Hi Im from sydney, don't think there are any support gps in my area but if I ever move to Melbourne mayb we can start one up


----------



## CandyKane

does any one no of support groups over the phone or anything like that??


----------



## Aurora

nicoleSA said:


> how bad are u 2? i can hide my social anxiety if i drink, otherwise my heart races i feel like there's something wrong with me. My partner is very social, he has a lot of mates and he can't have them around bcos of me, i always feel bad bcos he can't do what he want's to in his own house. I keep being called by his mates a 'snob' or a '*****'. I hide in the bedroom if they're around, i don't mean 2 be that way and i try to explain it to Sean but he gives me **** about it as well. Do either of you have that problem?

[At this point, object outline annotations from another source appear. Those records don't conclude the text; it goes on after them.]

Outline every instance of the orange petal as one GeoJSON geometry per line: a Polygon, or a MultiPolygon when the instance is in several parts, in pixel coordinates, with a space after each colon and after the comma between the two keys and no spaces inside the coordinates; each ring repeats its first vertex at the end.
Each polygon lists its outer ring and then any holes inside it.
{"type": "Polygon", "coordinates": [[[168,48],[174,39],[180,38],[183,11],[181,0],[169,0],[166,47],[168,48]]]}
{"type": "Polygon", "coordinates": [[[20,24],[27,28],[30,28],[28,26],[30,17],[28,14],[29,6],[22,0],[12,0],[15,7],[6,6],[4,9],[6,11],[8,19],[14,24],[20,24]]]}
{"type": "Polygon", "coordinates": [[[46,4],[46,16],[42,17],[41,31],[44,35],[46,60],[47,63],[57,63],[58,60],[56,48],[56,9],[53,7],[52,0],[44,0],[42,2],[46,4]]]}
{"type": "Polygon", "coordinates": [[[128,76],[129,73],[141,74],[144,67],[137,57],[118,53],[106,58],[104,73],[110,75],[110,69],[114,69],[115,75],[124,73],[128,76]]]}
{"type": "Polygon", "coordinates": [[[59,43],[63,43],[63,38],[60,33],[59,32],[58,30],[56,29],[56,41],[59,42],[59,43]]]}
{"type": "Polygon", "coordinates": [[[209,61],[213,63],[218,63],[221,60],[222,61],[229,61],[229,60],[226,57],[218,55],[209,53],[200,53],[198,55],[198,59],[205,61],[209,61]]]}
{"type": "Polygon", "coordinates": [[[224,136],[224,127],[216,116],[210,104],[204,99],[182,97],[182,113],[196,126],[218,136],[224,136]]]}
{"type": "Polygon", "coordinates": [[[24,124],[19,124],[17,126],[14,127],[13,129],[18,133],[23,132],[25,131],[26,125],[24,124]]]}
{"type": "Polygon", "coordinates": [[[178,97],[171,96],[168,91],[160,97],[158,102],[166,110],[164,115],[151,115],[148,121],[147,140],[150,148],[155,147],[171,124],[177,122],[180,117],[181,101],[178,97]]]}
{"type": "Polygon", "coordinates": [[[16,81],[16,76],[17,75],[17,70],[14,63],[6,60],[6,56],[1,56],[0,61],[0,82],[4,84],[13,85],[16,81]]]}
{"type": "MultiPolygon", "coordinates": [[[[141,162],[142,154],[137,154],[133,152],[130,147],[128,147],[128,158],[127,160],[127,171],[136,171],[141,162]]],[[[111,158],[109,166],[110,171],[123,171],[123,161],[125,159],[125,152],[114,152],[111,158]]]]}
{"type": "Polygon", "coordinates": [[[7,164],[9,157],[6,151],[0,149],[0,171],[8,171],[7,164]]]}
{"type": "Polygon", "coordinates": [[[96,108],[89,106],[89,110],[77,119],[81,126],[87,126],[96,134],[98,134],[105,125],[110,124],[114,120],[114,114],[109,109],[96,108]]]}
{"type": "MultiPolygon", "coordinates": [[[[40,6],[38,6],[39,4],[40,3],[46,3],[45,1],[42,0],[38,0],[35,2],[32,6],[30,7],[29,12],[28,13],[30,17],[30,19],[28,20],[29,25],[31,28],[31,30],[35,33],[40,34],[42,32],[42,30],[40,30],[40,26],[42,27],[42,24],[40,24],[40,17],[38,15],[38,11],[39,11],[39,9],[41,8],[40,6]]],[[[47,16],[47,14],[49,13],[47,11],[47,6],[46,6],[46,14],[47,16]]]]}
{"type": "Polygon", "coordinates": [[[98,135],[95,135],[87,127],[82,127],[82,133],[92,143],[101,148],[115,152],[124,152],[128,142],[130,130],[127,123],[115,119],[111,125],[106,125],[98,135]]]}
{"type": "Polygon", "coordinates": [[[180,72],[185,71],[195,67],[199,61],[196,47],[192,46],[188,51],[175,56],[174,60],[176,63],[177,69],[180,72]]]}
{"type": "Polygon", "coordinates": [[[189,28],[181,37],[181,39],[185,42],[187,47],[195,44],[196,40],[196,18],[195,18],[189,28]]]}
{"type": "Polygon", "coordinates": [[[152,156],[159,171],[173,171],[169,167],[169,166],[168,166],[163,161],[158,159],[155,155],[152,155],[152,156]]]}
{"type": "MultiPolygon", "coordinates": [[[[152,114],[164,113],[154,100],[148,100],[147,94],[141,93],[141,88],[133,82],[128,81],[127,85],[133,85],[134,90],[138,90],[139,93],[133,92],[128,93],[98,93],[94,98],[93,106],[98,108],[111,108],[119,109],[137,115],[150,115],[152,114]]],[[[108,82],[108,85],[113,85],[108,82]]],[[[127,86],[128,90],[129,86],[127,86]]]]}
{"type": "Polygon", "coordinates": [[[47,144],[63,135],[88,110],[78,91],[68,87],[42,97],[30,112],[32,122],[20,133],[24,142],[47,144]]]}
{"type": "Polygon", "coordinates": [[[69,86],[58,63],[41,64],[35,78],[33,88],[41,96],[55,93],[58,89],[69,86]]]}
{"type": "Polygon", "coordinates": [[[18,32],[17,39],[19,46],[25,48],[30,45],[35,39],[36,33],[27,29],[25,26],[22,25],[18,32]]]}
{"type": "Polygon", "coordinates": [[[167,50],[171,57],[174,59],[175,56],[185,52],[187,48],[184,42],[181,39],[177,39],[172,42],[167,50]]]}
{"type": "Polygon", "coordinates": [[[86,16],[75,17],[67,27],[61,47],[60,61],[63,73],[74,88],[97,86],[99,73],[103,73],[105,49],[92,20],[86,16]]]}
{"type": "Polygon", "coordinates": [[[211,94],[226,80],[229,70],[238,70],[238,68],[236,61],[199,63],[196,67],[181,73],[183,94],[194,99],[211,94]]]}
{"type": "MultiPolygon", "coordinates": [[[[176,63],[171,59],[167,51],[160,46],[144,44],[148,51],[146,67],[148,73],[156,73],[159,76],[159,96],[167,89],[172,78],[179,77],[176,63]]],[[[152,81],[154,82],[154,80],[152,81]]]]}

I do the same thing with my partners mates. Ive asked him what his mates think of me. He wont tell me. Im only comfortable with one of his mates and he lives in QLD. 
But I was told by an ex once that some people called me a snob.


----------



## Rebecki

im from adelaide  the internet is easy for me to use to socialise as doing so in person is really hard and im really looking for some friends so i searched for some anxiety related sites so that people i meet will understand where i am coming from so here i am on this site now! hehe


----------



## Helen

from China-----------------


----------



## RoninDistance

Adelaide seems like a fun place. So does Melbourne. Sadly, I am a few thousand miles to the east. G'day from the States, mates.


----------



## SADuser

Hey Nicole, I couldn't pass up the opportunity of replying to a fellow South Australian, so my first post goes out to you. Signed up a few days ago. Hiding in my bedroom is a big habbit of mine also, especially with guests around. I can't simply walk out, and pass one without contemplating the thought before hand. I surprisingly don't drink much though, would you recommend it?


----------



## m14

Thread is two years old....but I would like it known that I am in Adelaide also.


----------



## eleda

I'm in Adelaide too.


----------



## TominAdelaide

*New SP Meetup group in Adelaide*

Hi, just to let anyone who may be interested know, I have started a social anxiety and social phobia meetup group in Adelaide, its currently a once a month casual and relaxed meetup for anyone who would like to connect with other SA / SP sufferers in Adelaide. See the link for further details:

http://www.meetup.com/Adelaide-Socia...-Meetup-Group/


----------



## CeilingStarer

Meh


----------



## Ja55y

I don't know if any of you still come on here, the post is so old. I'll try anyway.  

I don't quite fit the age criteria for that group. Anyone know of groups around Adelaide for teenagers?


----------



## jreg

I'm in Adelaide also.


----------



## Grillo89

Also from Adelaide


----------



## HALover9000

Hey, I'm from Adelaide too


----------